Stable Diffusion, NovelAI, Machine Learning Art - AI art generation discussion and image dump

I've not worked on SD since XL came out. Is there a way to make it run on more potato-y machines? I'm having out of memory errors at the last iteration every time. Or am I just doing something wrong?
Try messing with your VAE related settings. In SD.Next, mine used to bomb out whenever it would try to move the base model to the CPU when using the VAE.
 
  • Informative
Reactions: Puff
I've been out of the loop for a while, what's the current take on SD vs. DALL-E? Playing with Bing, I can tell DALL-E is better at having characters interacting with each other than SD was back when I used that a lot, but I haven't used any models since 1.3, has SD also improved?
 
  • Agree
Reactions: The Last Stand
By the way, if you've noticed that Bing Image Creator now says it's part of Microsoft Designer, they've got an AI-assisted image editor. It's got a background remover, various filters and templates, icons and stock graphics, plus you can upload images (and fonts if you don't like its selection). As you muck around with something, it will start spitting out variations that you can click on and refine.
I've heard of Microsoft Designer but never used it. Let me try.

1700610127602.png

Yeah, this is subpar.
 
SD vs. DALL-E
Honestly, people are treating the new Dall-E as the second coming but I've not really seen anything that *really* impressed me. Also you have literally no control over what Dall-E will actually generate in the end and most generations look kinda same-y after you've seen the first few dozen. I haven't used it myself but got the impression from this thread that for serious workflows where you actually want something specific in the end, it's wholly unsuited. Seems more like an AI toy to be honest.

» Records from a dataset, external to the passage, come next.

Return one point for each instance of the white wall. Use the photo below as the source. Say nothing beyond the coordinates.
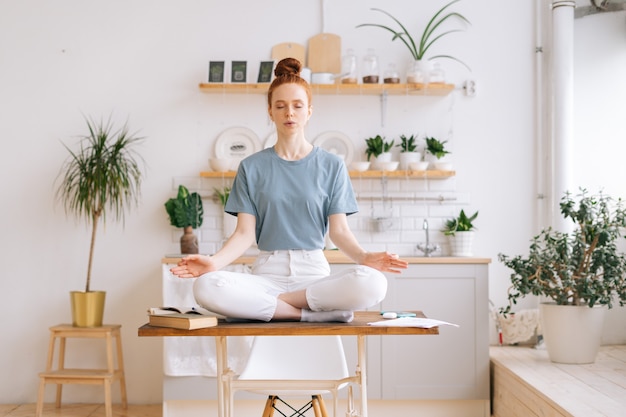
(142, 60)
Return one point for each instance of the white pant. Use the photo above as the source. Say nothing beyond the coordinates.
(254, 296)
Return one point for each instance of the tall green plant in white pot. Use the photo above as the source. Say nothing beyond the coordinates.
(419, 68)
(408, 151)
(460, 233)
(581, 273)
(100, 180)
(229, 222)
(186, 212)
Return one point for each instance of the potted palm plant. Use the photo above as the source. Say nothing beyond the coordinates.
(460, 233)
(581, 272)
(436, 153)
(186, 211)
(408, 151)
(100, 180)
(418, 70)
(380, 149)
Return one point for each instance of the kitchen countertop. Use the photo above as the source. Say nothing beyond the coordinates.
(337, 257)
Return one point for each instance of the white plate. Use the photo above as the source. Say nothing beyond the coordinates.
(337, 143)
(270, 140)
(237, 143)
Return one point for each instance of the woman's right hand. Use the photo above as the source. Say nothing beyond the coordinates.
(193, 266)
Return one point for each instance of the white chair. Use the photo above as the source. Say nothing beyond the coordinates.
(293, 366)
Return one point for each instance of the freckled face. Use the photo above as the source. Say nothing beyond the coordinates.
(290, 109)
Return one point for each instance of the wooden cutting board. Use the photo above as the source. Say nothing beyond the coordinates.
(324, 53)
(288, 50)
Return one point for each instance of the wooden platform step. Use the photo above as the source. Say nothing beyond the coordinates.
(525, 384)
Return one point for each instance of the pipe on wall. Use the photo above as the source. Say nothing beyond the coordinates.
(563, 103)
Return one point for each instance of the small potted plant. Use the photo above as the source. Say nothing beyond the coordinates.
(460, 233)
(99, 181)
(581, 272)
(229, 221)
(419, 71)
(436, 153)
(408, 151)
(380, 149)
(186, 211)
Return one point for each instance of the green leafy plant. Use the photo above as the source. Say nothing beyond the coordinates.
(461, 223)
(222, 195)
(429, 35)
(376, 146)
(581, 267)
(436, 147)
(185, 209)
(102, 177)
(407, 144)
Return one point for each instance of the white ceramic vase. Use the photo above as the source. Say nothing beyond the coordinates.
(461, 243)
(230, 223)
(418, 72)
(572, 333)
(378, 161)
(407, 157)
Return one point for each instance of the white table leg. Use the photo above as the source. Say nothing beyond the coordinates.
(222, 366)
(362, 365)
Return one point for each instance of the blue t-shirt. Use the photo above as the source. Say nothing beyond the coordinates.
(291, 200)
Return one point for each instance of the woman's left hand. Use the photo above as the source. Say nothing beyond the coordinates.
(384, 261)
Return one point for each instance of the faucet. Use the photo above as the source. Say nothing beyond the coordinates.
(427, 248)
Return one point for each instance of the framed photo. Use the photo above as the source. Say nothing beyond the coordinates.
(216, 71)
(238, 71)
(265, 71)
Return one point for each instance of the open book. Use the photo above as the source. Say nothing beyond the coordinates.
(181, 318)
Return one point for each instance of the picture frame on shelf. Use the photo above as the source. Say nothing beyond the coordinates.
(216, 71)
(238, 71)
(265, 71)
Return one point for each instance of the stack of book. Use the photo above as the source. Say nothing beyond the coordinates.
(180, 318)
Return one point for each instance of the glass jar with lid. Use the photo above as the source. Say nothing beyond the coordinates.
(370, 70)
(391, 74)
(348, 68)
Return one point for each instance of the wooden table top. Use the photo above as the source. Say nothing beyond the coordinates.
(358, 326)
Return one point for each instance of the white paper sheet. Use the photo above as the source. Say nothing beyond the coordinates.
(421, 322)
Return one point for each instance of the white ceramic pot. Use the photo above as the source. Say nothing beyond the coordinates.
(380, 160)
(230, 223)
(407, 157)
(572, 333)
(461, 243)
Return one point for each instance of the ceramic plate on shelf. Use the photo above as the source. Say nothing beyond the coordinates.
(270, 140)
(237, 143)
(337, 143)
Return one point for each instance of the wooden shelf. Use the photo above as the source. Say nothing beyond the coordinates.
(435, 89)
(428, 174)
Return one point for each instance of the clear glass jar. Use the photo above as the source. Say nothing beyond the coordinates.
(370, 68)
(348, 68)
(391, 75)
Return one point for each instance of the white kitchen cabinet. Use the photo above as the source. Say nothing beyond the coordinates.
(453, 365)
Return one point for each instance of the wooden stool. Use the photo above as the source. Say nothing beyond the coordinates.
(63, 375)
(316, 403)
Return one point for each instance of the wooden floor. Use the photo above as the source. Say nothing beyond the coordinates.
(526, 384)
(80, 410)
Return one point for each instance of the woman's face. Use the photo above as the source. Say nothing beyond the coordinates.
(290, 109)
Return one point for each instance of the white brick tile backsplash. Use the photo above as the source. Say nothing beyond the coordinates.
(408, 202)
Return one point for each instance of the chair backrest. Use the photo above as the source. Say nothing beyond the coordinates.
(296, 357)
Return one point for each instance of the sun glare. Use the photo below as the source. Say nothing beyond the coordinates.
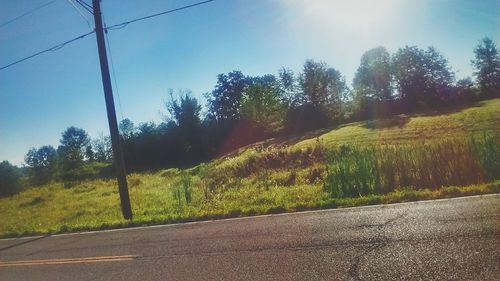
(358, 15)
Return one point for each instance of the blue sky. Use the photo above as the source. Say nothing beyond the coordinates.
(41, 97)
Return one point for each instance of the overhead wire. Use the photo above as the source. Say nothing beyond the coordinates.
(28, 13)
(123, 24)
(51, 49)
(80, 13)
(85, 6)
(112, 27)
(113, 71)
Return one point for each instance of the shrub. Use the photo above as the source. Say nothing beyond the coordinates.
(9, 179)
(357, 171)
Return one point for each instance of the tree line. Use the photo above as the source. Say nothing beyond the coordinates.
(243, 109)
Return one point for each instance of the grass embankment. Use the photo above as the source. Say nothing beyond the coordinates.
(404, 158)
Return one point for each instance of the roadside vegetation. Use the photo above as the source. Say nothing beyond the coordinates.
(406, 130)
(324, 169)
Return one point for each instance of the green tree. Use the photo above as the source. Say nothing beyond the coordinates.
(126, 128)
(225, 100)
(487, 67)
(10, 179)
(42, 163)
(323, 88)
(263, 105)
(185, 113)
(421, 76)
(288, 86)
(74, 142)
(103, 151)
(373, 76)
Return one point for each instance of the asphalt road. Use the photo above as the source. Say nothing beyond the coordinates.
(457, 239)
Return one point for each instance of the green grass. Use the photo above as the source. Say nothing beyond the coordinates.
(404, 158)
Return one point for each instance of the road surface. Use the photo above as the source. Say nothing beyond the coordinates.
(455, 239)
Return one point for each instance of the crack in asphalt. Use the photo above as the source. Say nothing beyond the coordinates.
(379, 242)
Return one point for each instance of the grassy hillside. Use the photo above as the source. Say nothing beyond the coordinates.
(406, 157)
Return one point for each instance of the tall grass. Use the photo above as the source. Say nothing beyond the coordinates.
(362, 170)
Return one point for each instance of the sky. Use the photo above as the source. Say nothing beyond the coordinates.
(41, 97)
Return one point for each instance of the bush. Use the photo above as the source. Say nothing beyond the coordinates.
(358, 171)
(10, 179)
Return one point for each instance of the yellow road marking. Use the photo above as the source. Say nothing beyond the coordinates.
(68, 260)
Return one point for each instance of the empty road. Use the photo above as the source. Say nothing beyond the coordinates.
(455, 239)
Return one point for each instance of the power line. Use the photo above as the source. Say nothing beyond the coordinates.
(123, 24)
(113, 71)
(79, 12)
(52, 49)
(112, 27)
(27, 13)
(85, 6)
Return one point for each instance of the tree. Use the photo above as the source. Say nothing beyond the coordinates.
(225, 100)
(10, 179)
(185, 112)
(42, 163)
(262, 103)
(72, 149)
(127, 129)
(288, 86)
(373, 77)
(323, 88)
(422, 76)
(103, 151)
(487, 65)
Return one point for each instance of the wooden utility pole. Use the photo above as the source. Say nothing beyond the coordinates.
(110, 108)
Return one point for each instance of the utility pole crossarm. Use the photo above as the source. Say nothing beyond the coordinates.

A lot has happened to SD since 1.3. I advice to give current developments and ComfyUI a try.
 
  • Optimistic
Reactions: The Last Stand
Honestly, people are treating the new Dall-E as the second coming but I've not really seen anything that *really* impressed me. Also you have literally no control over what Dall-E will actually generate in the end and most generations look kinda same-y after you've seen the first few dozen. I haven't used it myself but got the impression from this thread that for serious workflows where you actually want something specific in the end, it's wholly unsuited. Seems more like an AI toy to be honest.

A lot has happened to SD since 1.3. I advice to give current developments and ComfyUI a try.
Yeah, I can't wait! I've been using a 6900XT, but haven't updated SD in ages since whenever I do I have to fix the docker container for ROCM-pytorch, but I recently got a great deal on a 4090 so once that arrives I'll get back up to date with SD.
I've googled ComfyUI, it looks super confusing. I might rather just stick with automatic1111 if that's still viable?
 
  • Like
Reactions: inception_state
Yeah, I can't wait! I've been using a 6900XT, but haven't updated SD in ages since whenever I do I have to fix the docker container for ROCM-pytorch, but I recently got a great deal on a 4090 so once that arrives I'll get back up to date with SD.
I've googled ComfyUI, it looks super confusing. I might rather just stick with automatic1111 if that's still viable?
It mostly comes down to UI preference, they both support SD and SDXL with similar generation speeds. The main thing is that it's easier to just throw some prompts into A1111 and get started, while Comfy has some more advanced tools for building complex automated multi-step workflows.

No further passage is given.